AE: Do you fear that fallout from your tenure will affect next month’s midterm elections?
JM: No. [Democratic US] Senator Corzine was elected as governor overwhelmingly [as my successor], and that was directly in the aftermath. I think that the political climate has acclimated itself.
AE: If you had it to do all over again — aside from the obvious issue of Mr. Cipel’s appointment — what might you do to chart a better course for New Jersey’s state government?
JM: I wish I’d had the courage to [come forward] with my inner truth, to accept myself, to reject the shame, and to tell my wife candidly and quietly about my truth. And then to go to the citizens of the State of New Jersey and say, “This is who I am.” But I didn’t have that strength, and I was wracked by fear. Life doesn’t always let you rewrite the script. I am here, I am where I’m at, and hopefully the story is, at long last, one of painfully embracing one’s truth.
AE: But also with abundant joy, as you have written in your book?
JM: Oh, yes. I am so much healthier and in a more spiritual place.
AE: If you had known the political cost of declining Louis Freeh’s offer to serve as a security advisor in the wake of 9/11, would you have done so done so even though you felt he would not have been able to give the post adequate time?
JM: By the way, that is a profound misnomer. If you mean [hire Freeh] for Cipel’s position … they were two entirely different positions.
AE: I think I understand that distinction, but recent articles in the press criticizing you for not hiring Mr. Freeh seem to blur the two jobs.
JM: Let me just be clear. Mr. Cipel was not in that position. Mr. Cipel was working in the governor’s office, as counsel to the governor. That’s separate and distinct from the Domestic Security and Preparedness Task Force. The attorney general serves that role; the chairmanship of the Domestic Security and Preparedness Task Force is the attorney general.
AE: Your book also addresses your reasons for appointing Charles Kushner to the post of head of New Jersey’s Port Authority, something else that your critics hammer on.
JM: Charlie Kushner provided extraordinary stewardship, but the concerns for his troubles were not [related to] his governmental responsibilities.
AE: Your book has answered all of the major criticisms of your governorship, and yet those same charges and criticisms continue to come up in the press.
JM: Yeah, that’s part of the process.
AE: Your faith is also a huge part of the story you tell in your memoir. How has the religious community received you over the last two years?

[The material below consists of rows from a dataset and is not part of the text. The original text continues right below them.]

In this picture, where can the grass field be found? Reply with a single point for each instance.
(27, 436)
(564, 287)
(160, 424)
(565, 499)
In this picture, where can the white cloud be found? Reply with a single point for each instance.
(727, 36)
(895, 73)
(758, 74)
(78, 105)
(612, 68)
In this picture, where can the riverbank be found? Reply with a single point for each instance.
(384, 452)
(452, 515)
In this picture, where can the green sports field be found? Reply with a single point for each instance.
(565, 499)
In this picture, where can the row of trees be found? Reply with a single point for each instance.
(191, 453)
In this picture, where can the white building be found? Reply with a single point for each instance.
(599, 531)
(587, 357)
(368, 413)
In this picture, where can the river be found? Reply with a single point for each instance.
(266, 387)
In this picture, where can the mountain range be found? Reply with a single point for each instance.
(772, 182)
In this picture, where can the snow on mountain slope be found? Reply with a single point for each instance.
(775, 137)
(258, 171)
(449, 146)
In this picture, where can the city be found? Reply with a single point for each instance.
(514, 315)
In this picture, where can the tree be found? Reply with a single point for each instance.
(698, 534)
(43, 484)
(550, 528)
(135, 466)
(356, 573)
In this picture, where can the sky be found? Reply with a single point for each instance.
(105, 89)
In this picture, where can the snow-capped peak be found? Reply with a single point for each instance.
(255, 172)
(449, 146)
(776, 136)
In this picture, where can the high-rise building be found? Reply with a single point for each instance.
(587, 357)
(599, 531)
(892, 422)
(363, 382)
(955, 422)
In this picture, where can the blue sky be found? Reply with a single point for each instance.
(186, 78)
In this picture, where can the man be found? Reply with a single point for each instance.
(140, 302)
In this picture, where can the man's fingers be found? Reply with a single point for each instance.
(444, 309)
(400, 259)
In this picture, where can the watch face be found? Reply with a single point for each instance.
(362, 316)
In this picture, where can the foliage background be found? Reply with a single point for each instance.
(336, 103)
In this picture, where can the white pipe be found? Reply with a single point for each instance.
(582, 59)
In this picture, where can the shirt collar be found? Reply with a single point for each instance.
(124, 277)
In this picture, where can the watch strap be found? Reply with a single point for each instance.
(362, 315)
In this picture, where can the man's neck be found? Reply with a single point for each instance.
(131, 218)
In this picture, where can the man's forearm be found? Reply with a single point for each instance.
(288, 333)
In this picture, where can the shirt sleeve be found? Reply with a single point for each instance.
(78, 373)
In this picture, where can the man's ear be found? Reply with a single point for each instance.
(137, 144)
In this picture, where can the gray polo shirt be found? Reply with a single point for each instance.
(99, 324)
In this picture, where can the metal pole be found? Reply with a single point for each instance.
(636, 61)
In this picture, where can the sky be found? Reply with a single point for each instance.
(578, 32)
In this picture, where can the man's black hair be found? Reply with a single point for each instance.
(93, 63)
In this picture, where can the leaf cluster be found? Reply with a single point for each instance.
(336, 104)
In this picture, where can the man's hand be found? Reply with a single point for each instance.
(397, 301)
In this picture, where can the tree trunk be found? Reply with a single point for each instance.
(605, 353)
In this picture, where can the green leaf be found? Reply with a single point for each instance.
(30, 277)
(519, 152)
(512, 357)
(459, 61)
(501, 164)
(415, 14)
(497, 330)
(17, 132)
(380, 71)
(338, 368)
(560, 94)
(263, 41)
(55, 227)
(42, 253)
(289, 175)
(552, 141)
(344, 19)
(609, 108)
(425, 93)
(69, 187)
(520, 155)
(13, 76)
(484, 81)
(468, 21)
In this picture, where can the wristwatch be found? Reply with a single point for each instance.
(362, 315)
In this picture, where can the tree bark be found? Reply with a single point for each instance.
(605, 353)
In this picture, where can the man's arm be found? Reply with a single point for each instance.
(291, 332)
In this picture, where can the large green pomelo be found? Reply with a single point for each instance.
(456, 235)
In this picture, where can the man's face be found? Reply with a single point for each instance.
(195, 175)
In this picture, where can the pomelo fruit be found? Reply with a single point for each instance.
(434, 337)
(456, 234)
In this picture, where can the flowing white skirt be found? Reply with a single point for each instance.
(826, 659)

JM: The reception I have had has been very warm, loving and embracing. Many of my friends in the Catholic clergy have been wonderfully kind. An old Benedictine monk said to me, “Religion is what man does to God.”

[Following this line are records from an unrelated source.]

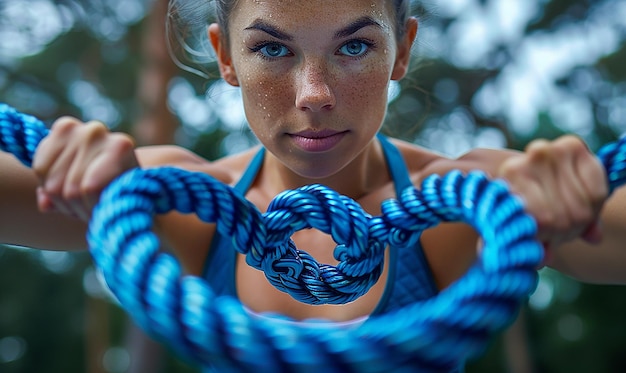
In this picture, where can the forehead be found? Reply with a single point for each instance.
(310, 14)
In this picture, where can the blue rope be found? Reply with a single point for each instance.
(436, 334)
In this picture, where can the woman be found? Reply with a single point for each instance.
(314, 77)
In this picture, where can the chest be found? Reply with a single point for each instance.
(255, 291)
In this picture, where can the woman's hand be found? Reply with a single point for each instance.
(563, 185)
(75, 162)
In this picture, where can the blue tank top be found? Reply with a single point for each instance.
(409, 276)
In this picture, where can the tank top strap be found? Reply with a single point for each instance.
(396, 165)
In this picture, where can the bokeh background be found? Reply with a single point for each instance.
(489, 73)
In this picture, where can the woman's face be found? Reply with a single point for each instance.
(314, 76)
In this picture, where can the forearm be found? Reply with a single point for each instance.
(22, 224)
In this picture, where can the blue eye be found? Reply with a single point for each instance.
(354, 48)
(273, 50)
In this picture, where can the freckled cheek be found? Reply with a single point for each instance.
(366, 90)
(265, 96)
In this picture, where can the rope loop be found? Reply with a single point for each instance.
(437, 334)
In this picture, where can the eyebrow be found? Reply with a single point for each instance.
(356, 26)
(352, 28)
(261, 25)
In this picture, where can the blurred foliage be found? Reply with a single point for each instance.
(89, 68)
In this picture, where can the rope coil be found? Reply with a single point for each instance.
(437, 334)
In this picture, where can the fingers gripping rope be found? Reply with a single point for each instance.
(437, 334)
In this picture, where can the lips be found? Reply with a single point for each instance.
(317, 141)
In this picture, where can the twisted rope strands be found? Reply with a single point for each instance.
(434, 335)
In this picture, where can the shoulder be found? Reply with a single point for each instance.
(450, 248)
(227, 170)
(422, 162)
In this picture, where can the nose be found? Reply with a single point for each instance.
(313, 91)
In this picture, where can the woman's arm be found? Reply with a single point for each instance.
(564, 188)
(603, 262)
(48, 206)
(21, 222)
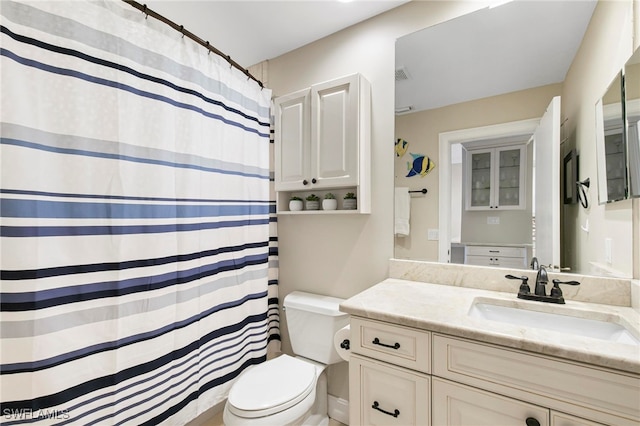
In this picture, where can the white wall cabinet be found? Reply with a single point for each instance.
(496, 178)
(322, 141)
(435, 379)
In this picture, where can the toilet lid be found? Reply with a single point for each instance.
(271, 387)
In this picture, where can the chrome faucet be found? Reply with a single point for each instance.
(541, 281)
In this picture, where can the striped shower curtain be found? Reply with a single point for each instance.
(137, 246)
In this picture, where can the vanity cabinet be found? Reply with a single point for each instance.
(433, 378)
(456, 404)
(504, 257)
(388, 384)
(496, 178)
(322, 141)
(389, 395)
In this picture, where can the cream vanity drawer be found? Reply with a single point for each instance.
(496, 251)
(396, 344)
(456, 404)
(590, 392)
(562, 419)
(387, 395)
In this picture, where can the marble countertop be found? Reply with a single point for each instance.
(444, 309)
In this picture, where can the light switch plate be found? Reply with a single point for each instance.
(493, 220)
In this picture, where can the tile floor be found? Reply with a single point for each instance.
(217, 421)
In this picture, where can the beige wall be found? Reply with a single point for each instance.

AE: And your inner truth and the truths of your faith fit together now?
JM: Oh, yes. It’s as if I opened the Pandora’s box from the inside and turned it over and shook it all out. [My coming-out] was transformational. On a gut level, it was a form of grace. As my Irish grandmother would say, it’s all for a reason, and the path has been torturous and painful but also filled, now, with a quiet grace and acceptance. My life, in the most basic way, has just begun.